Mi infancia no fue fácil. Fui maltratada por mi madre y pasé mucho miedo. A pesar de ello, yo la quería y la admiraba muchísimo. Era una mujer extraordinariamente inteligente, hermosa y con un fuerte carácter. En la España de los 60 eran tres motivos de condena social. Su marido, mi padre, se fue un día y no lo volví a ver nunca más. Mi madre trabajaba. Mucho. Yo la ayudaba todo lo que podía en casa, limpiando, recogiendo, pero nunca era suficiente, o no estaba como ella quería, o me acusaba de esconder cosas que yo ni siquiera había visto, incluso de cogerle dinero. La cuestión era que, por un motivo u otro, se iba poniendo muy nerviosa, me insultaba y en un momento dado se sacaba la zapatilla y no paraba de golpearme hasta que le dolían los brazos y las manos. Aprendí a reconocer en esos ojos verdes, que tanto miedo me daban, las diferentes fases de la ira. Siempre pensé que era por lo mucho que trabajaba y lo difícil que era en aquella época subir sola a sus tres hijos. Pero con el paso del tiempo, empecé a observar algunas pautas de comportamiento extrañas, cambios abruptos en el estado de ánimo, pasaba de la euforia a la tristeza con tanta facilidad que la una se acabó convirtiendo en el preludio de la otra, aunque mayoritariamente siempre estaba triste. Un pequeño infierno doméstico.
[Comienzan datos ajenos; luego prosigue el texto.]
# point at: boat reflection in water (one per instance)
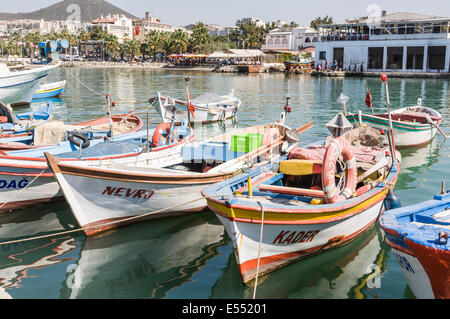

Hasta que un día se le fue de las manos y mi hermano acabó con conmoción cerebral en el hospital, porque se dio con la cabeza contra la pica del lavabo de un tortazo que le propinó mi madre. Ése día todo cambió. Tras ingresar a mi hermano, tuve un ataque de ansiedad en la sala de espera, y empecé a llorar y a llorar hasta que me inyectaron un calmante. Cuando desperté una mujer muy amable del hospital me pidió que le explicase qué había ocurrido. Por supuesto mi versión poco tenía que ver con la de mi madre. Se abrió una investigación y se adoptaron medidas urgentes: nos fuimos a vivir con mi tía y a mi madre la ingresaron en un centro de salud mental, en el que por primera vez en su vida, recibió el tratamiento y el apoyo adecuados. En poco más de un año mi madre era una mujer completamente diferente. Se la veía relajada, centrada, tranquila, y sonriente. Pudimos reanudar la convivencia, aunque mi hermano mayor, ya había encontrado trabajo y vivía en un piso de estudiantes.
Siempre pensé que ojalá alguien nos hubiera ayudado antes, en lugar de decirme "tu madre está loca", "qué graciosa es tu madre", "menudo carácter"… Supongo que por eso yo decidí estudiar psicología y ayudar a las personas a entender lo que les pasa, a tratar los estadios mentales difíciles por los que todos pasamos en la vida, antes de que nos perjudiquen o se cause un dolor y un sufrimiento irreparables.